Sie waren bei ihren Fahrzeugen angekommen und standen im Schatten der hohen Eibe. Es war angenehm kühl hier, außerhalb der Reichweite der unablässig brennenden Sonne.

»Also, welchen Wegs, Sergeant?«

»Sir?« Ratlos.

»Sie sind dran. Hier in der Gegend heißt es doch bestimmt, daß die Furcht nicht so schnell zu flüchten weiß, wie Clark zu verfolgen weiß.«

»Sir?« Nun völlig verstört.

»Wo finden wir den Burschen?« sprach Pascoe es aus.

»Na, er wird nach Haus gelaufen sein, oder? Wohin sonst?« meinte Clark zuversichtlich. »Mit Ihnen alles in Ordnung, Sir?«

Pascoe hatte plötzlich die Hand ausgestreckt und auf die rauhe Rinde der Eibe gelegt.

»Bestens«, sagte er. »Mir ist es gerade nur eiskalt über den Rücken gelaufen. Das kommt davon, wenn man zu lange unter Friedhofsbäumen steht.«

Mit energischen Schritten marschierte er auf seinen Wagen zu. Er sah blaß aus.

»Sind Sie sicher, Sir?« fragte Clark besorgt nach.

»Ja, mir geht’s gut«, sagte Pascoe etwas irritiert. »Und es gibt Arbeit zu erledigen. Fahren Sie einfach voraus nach Stirps End, Sergeant, und das mit angemessener Eile.«

Acht

Ellie Pascoe hatte die Geschwindigkeitsbegrenzung bereits überschritten, noch ehe sie aus ihrer eigenen kurzen Ausfahrt bog. Sie wußte, daß es dumm war, und drosselte mit großer Willensanstrengung bis zum Straßenende die Geschwindigkeit auf dreißig Meilen die Stunde. Bis zur Schule waren es nur vier Meilen, und der Zeitgewinn, der zwischen normalem und geistesgestörtem Fahren lag, war absolut unbedeutend.

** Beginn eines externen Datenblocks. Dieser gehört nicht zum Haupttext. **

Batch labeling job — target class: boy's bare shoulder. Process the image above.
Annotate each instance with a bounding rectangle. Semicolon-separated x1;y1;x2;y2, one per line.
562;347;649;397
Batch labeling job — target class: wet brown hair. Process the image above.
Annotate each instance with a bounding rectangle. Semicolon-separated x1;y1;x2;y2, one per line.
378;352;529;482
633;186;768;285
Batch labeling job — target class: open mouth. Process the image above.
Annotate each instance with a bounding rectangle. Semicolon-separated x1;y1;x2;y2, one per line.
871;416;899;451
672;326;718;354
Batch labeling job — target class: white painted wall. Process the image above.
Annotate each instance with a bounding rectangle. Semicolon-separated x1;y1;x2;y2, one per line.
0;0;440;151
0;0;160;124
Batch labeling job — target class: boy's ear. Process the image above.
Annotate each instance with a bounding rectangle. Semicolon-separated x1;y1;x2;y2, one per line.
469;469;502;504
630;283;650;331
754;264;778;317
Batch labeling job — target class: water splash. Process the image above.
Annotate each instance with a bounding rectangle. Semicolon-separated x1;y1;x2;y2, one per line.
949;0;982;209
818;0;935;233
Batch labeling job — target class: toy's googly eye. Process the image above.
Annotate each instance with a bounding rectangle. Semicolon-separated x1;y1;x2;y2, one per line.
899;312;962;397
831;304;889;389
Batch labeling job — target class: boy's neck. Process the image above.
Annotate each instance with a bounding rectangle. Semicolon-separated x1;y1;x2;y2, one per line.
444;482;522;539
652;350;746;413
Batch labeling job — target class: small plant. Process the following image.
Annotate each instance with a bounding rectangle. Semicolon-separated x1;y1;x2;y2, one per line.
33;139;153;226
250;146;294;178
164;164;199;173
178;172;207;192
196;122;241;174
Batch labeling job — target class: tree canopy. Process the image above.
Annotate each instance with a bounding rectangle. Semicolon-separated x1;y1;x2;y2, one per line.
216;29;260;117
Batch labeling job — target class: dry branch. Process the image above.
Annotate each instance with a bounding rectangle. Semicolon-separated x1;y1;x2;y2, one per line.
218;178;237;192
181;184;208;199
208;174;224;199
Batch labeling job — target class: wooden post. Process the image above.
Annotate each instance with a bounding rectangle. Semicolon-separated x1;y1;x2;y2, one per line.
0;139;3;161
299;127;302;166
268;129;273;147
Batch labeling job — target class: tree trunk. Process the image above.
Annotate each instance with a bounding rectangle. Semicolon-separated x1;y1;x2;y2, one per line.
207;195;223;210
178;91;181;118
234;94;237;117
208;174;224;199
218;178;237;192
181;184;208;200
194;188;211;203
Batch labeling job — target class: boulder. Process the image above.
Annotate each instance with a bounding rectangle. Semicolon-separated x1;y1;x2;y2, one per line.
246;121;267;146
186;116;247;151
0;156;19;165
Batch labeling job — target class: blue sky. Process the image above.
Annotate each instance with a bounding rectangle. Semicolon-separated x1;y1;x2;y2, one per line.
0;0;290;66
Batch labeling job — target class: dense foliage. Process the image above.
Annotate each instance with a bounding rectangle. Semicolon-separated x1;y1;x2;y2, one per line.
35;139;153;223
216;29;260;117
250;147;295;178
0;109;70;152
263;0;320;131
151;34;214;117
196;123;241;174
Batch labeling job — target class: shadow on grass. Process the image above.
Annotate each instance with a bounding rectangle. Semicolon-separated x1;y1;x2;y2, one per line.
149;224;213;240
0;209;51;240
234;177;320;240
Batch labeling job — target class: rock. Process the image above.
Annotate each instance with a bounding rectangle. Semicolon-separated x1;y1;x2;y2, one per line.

Miss Martindales Gesichtsausdruck war so gelassen und ruhig wie zuvor ihre Stimme am Telefon.

»Nichts, um was Sie sich Sorgen machen müssen, Mrs. Pascoe«, sagte sie. »Miss Turner hatte nur den Eindruck, daß sie ein wenig abwesend sei, wie sie es ausdrückte. Sie hatte keine Lust, ihre Aufgaben zu machen, und gab geradezu schnippische Antworten, als sie dazu ermahnt wurde. Wir haben alle solche Tage, an denen wir uns lieber mit uns selbst beschäftigen, als uns den äußeren Anforderungen zu stellen. Passiert mir auch ständig. Dann fiel Miss Turner auf, daß Rosies Gesicht ein bißchen heiß und gerötet war. Möglicherweise der Beginn einer Sommergrippe. Das ewige Schwitzen und Abkühlen macht die Kinder dafür empfänglich. Halb so schlimm, aber besser, man erstickt die Sache gleich im Keim mit einer halben Aspirintablette und Bettruhe für den restlichen Tag.«

Der tröstende Redefluß beruhigte Ellie, obwohl sie merkte, daß genau dies der Zweck der Übung war. Miss Martindale war eine kluge junge Frau. Nein, mehr als das. Ellie kannte eine Menge kluger junger Frauen, aber Miss Martindale gehörte zu der seltenen Sorte, von der sie sich immer kritisiert fühlte. Nicht, daß sie in Konkurrenz standen, aber bei den seltenen Gelegenheiten, wo sie die Klingen kreuzten, war es jedesmal Ellie, die nachgab.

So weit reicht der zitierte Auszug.